However, this work also raises several questions, notably whether other microsatellite expansions, embedded in yet unrecognized ORFs and thus translated into potentially toxic proteins, remain to be identified (Supplementary Note 8). Patent candidates would be the GGC repeat expansions found in the LRP12 and ABCD3 genes, causing OPDM1 and OPDM5, respectively^4,11^. Whether these microsatellite mutations located in sequences annotated as noncoding are nonetheless translated into new and toxic proteins is an exciting question for future studies. It also remains to be determined how these polyglycine proteins are toxic. They form cellular inclusions, which is consistent with the known self-aggregation properties of glycine homopolypeptides that form amyloid-like fibrils^37,38^. However, whether these polyglycine proteins are toxic under their soluble or aggregated form is unknown. Similarly, it is unclear whether their localization is important for their toxicity, and, in that aspect, how these polyglycines accumulate in the nucleus in the absence of an evident nuclear localization signal remains to be clarified (Supplementary Note 8). Another point of interest is the side-by-side comparisons of these diverse polyglycine proteins, which reveal that their abilities to form inclusions and promote cell death originate from their central and common polyglycine core, while their localization, expression, half-life, aggregation and interactions with other proteins are modulated by their specific N-terminal and C-terminal flanking sequences, originating from their hosting ORFs. It remains to be investigated thoroughly how these flanking sequences modulate the toxicity of these polyglycine proteins.

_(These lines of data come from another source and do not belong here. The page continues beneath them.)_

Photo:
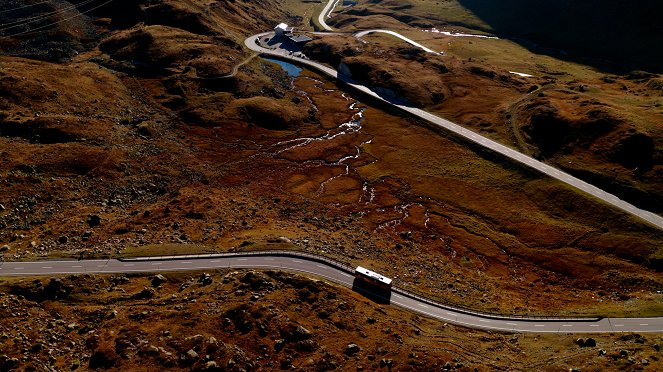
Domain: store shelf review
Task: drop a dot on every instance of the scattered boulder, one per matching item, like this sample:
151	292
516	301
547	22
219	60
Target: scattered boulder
191	355
295	332
93	220
205	279
144	294
352	349
103	358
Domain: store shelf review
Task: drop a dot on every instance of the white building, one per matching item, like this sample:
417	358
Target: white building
282	30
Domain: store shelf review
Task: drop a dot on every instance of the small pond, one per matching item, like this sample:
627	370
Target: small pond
290	68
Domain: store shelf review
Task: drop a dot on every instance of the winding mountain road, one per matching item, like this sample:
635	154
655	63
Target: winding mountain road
335	272
652	218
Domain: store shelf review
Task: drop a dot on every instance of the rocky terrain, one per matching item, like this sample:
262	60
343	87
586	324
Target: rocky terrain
246	321
600	126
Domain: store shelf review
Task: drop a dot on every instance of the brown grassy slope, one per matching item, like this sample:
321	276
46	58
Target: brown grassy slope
614	140
263	321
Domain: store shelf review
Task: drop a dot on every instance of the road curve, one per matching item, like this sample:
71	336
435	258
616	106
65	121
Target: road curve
335	272
528	161
396	34
322	17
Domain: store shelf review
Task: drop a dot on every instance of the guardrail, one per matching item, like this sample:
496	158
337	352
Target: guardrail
350	270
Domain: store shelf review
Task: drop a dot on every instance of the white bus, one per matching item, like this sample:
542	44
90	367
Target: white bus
372	278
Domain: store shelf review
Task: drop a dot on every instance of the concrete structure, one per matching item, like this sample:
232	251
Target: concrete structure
282	30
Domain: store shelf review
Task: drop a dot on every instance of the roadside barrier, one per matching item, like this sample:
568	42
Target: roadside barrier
344	267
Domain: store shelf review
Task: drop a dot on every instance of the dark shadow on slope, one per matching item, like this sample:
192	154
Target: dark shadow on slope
612	35
372	292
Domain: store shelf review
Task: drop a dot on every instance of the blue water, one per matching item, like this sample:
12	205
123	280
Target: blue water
289	68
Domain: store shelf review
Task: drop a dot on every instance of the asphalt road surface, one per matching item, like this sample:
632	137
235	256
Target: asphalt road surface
396	34
528	161
322	18
318	266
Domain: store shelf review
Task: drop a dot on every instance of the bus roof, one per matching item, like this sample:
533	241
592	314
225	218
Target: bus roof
373	275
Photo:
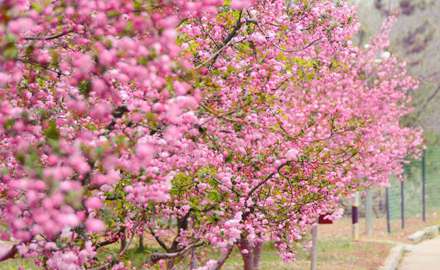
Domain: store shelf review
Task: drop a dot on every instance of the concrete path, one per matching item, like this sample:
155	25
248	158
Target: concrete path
423	256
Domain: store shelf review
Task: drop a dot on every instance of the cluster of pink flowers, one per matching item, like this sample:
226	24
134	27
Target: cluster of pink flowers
230	124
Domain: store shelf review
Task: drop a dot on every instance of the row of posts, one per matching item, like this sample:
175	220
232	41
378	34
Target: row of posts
369	212
369	204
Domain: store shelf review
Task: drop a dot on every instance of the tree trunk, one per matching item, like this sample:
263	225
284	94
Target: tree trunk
257	255
247	253
141	241
123	238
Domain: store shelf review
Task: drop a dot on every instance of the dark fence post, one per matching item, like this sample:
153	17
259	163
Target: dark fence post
424	186
387	206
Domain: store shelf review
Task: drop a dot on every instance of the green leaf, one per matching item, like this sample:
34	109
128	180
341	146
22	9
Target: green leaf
85	86
52	132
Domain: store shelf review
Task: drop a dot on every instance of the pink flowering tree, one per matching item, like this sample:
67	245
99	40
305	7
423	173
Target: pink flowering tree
201	123
94	102
295	116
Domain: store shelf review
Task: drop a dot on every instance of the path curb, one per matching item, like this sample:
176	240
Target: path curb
427	233
393	259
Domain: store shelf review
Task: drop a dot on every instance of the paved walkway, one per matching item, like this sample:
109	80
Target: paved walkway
424	256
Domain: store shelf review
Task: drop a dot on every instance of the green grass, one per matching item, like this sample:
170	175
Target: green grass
333	254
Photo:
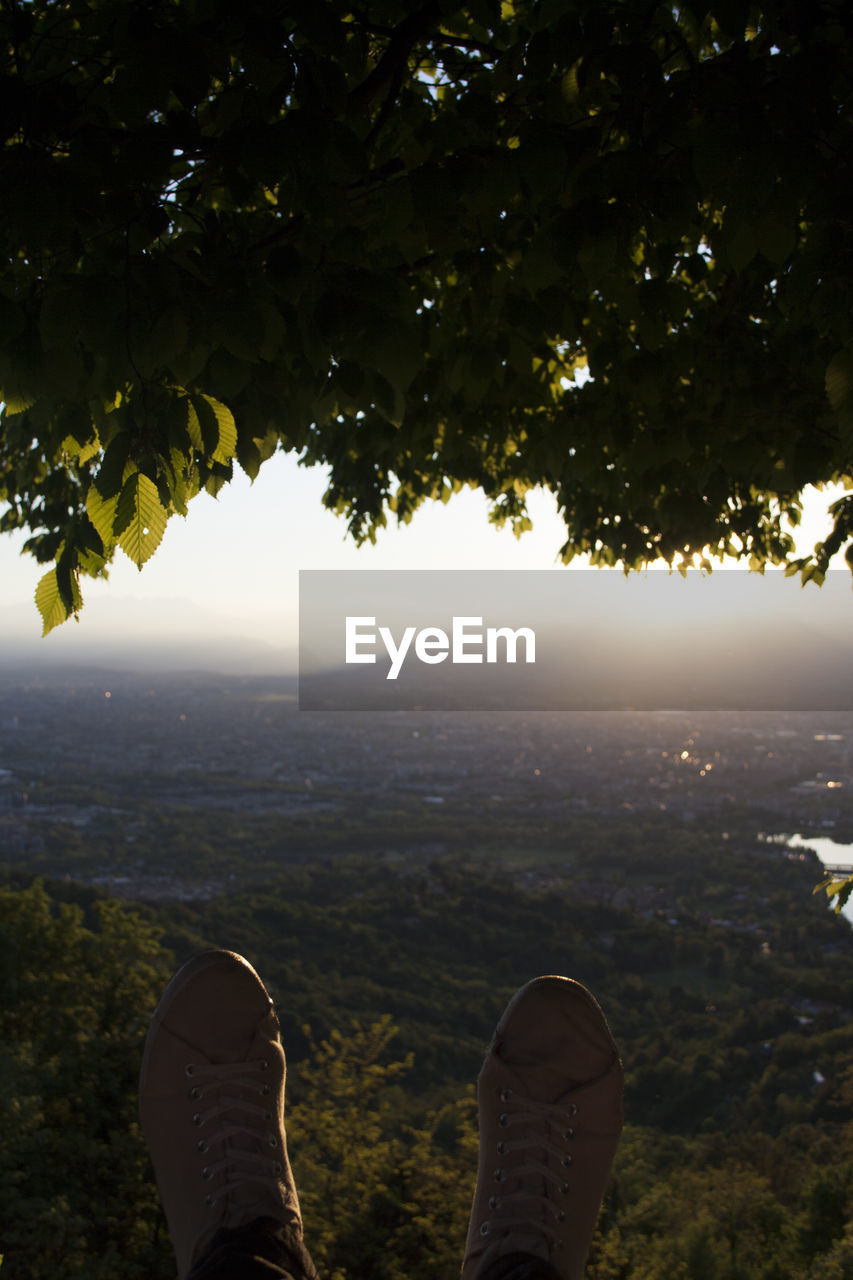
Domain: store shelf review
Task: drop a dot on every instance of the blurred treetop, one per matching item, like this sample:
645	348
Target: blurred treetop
597	245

In conclusion, this work highlights a unified pathogenic mechanism for the skeletal muscle and CNS dysfunctions observed in individuals with OPDM, NIID and OPML, where GGC repeat expansions are embedded in previously unrecognized ORFs and consequently translated into new and toxic polyglycine-containing proteins. Consistent with a shared mechanism of toxicity, this work also provides proof of concept that a common therapeutic approach may be worth pursuing for these neurological disorders.
Methods
Human samples
Human muscle samples were sampled with the informed consent of individuals and families and approved by the Institutional Review Board of the Peking University First Hospital, First Affiliated Hospital of Fujian Medical University and National Center of Neurology and Psychiatry. This study was approved by the ethics committees of Peking University First Hospital, First Affiliated Hospital of Fujian Medical University and National Center of Neurology and Psychiatry, and all procedures were conducted in accordance with relevant guidelines and regulations. Muscle biopsy samples from patients with OPDM, OPML and NIID and age-matched control participants were examined. All clinical materials were obtained for diagnostic purposes after informed consent was provided. Before this study, all samples had been analyzed using routine histology techniques and EM. Fresh-frozen samples were stored at −80 °C until use.
Mice
All animal work were performed with approval from the IGBMC/ICS Animal Care Committee and the French agency for research on animals, Direction générale de la recherche et de l’innovation (DGRI), authorization APAFIS33864-2021111217327782. C57BL/6 wild-type male mice were retro-orbitally AAV-injected at 2 months and then housed for 6–8 months in a temperature-controlled room (19–22 °C) with a 12-h light/12-h dark cycle and free access to food and water. Mice were killed by carbon dioxide (CO_2_) inhalation to dissect the different skeletal muscles, heart and brain, which were subsequently frozen for molecular biology, freezing using prechilled isopentane or paraformaldehyde (PFA)-fixed and embedded in paraffin for histology.
Cell cultures
U2OS and HEK293 cells were grown in DMEM containing 1 g l^−1^ glucose with 10% FCS and gentamicin at 37 °C in 5% CO_2_. LHCN-M2 cells were grown in DMEM containing 4.5 g l^−1^ glucose with 20% FCS, without PyrNa/M199, supplemented with 25 µg ml^−1^ fetuin, 5 mg ml^−1^ hEGF, 0.5 mg ml^−1^ human bFGF, 5 µg ml^−1^ human insulin, 0.2 µg ml^−1^ dexamethasone and gentamicin at 37 °C in 5% CO_2_. Differentiation of the LHCN-M2 cells was induced by serum removal. U2OS T-Rex cells (Thermo Fisher Scientific) stably expressing Nup50-Cherry were lipofectamine-transfected with Pci1-linearized pcDNA3 expressing Nup50 fused to the mCherry and selected for neomycin resistance for 2 weeks.
Constructs
Human GIPC1 exon 1, antisense RILPL1 and LOC642361 lncRNA sequences upstream of their GGC repeats were cloned into pcDNA3.1 fused to GFP lacking its start codon (ΔATG), with each insert cloned in all three reading frames. Mutations of the ATG or CTG start codons, or within ORFs, were achieved by inverse PCR or by oligonucleotide ligations. GIPC1 uORF, antisense RILPL1 and LOC642361 small ORFs with either 12 or 100 optimized GGN repeats were synthesized by GenScript and fused to GFP into a pAAV2-CAG vector. To ensure repeat expansions stability, all GGC repeat-containing plasmids were transformed into STBL3 bacterial strain (Invitrogen), and all constructs were confirmed by sequencing.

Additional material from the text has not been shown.